Giuseppe Raddi (9 July 1770 in Florence, Grand Duchy of Tuscany – 6 September 1829 the island of Rhodes) was an Italian botanist and curator at the Museum of Natural History of Florence. He was among the first Europeans to explore and document the flora of South and Central America.

==Biography==
Raddi was born in a poor family to Stefano and Orsola Pandolfini. He worked for a while in a spicery where he got interested in medicinal plants. In 1786 he met Ottaviano Targioni Tozzetti (1755–1826) who introduced him to Gaetano Savi (1769–1844). Raddi took an interest in the seedless plants and the fungi around Florence. He also learned Latin and other languages and began to read works on science and exploration. In 1785 he became an assistant to Attilio Zuccagni who took care of the Botanical Garden of Florence and later obtained employment in the Museum of Natural History of Florence. Raddi took a political position against Napoleon Bonaparte and faced opposition from Count Gerolamo de’ Bardi, a Napoleon supporter who succeeded the museum director Felice Fontana. Raddi remained without employment from 1809 to 1814 but his position was restored after the defeat of Napoleon and was supported by Ferdinand III, Grand Duke of Tuscany. He published a monograph Jungermanniografia Etrusca in 1817 and in the same year he joined on a mission to Brazil that followed on the heels of the marriage of the Archduchess Maria Leopoldina Habsburg-Lorraine with Dom Pedro de Bragança, Crown Prince of Brazil and Portugal. Raddi studied the flora and fauna of the basins of Orinoco and Amazon Rivers, and formed a collection of plants and animals. He published the first flora on the grasses of the Brazilian region in Agrostografia brasiliensis (1823). Raddi collaborated with other botanists including A.P. de Candolle, Franz Wilhelm Sieber, Joseph Antoir, and Carl Bernhard Trinius.

In 1824 Ferdinand III died and his son Leopold II of Tuscany became the Grand Duke and continued the tradition of supporting of scientific research. He appointed Raddi to join the French egyptologist Jean François Champollion along with the Italian egyptologist Ippolito Rossellini. They sailed from Toulon on 31 August 1828 to Alexandria and then on to Cairo and south along the Nile. In June 1829 he suffered from intestinal infection and returned to Cairo. His health got worse and he was forced to move to Alexandria to return to Italy. He died on the island of Rhodes on 6 September 1829 where he was buried in the church of Santa Maria della Vittoria. In 1914 there was an attempt to move his remains to Florence to be buried in the Church of Santa Croce but his body could not be found.

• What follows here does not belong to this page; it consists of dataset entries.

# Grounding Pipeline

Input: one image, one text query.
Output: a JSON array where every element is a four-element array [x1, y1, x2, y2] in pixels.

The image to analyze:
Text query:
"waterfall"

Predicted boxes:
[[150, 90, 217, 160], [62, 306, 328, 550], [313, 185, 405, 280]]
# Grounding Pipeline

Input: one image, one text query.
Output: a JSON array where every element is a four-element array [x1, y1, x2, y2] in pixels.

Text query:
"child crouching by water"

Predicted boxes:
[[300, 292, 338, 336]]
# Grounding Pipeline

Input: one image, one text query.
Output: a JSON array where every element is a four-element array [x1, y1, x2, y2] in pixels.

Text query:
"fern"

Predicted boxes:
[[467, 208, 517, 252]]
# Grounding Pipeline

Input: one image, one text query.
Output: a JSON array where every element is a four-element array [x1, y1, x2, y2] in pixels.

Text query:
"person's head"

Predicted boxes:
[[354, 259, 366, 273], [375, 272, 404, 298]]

After his death, his wife Laura and five children were forced to sell his botanical collections to support themselves. The collections were purchased by several people leading to it now being spread out across Europe.

Although known mainly as a botanist, Raddi also collected specimens from many taxa and studied reptiles, and from 1820 to 1826 named several new species of reptiles endemic to Brazil.

==Writings==
His works include Crittogame Brasiliane (2 vols., Florence, 1822) and Plantarum Brasiliensium nova genera et species novae vel minus cognitae in which he described 156 new species of ferns, etc. (1825).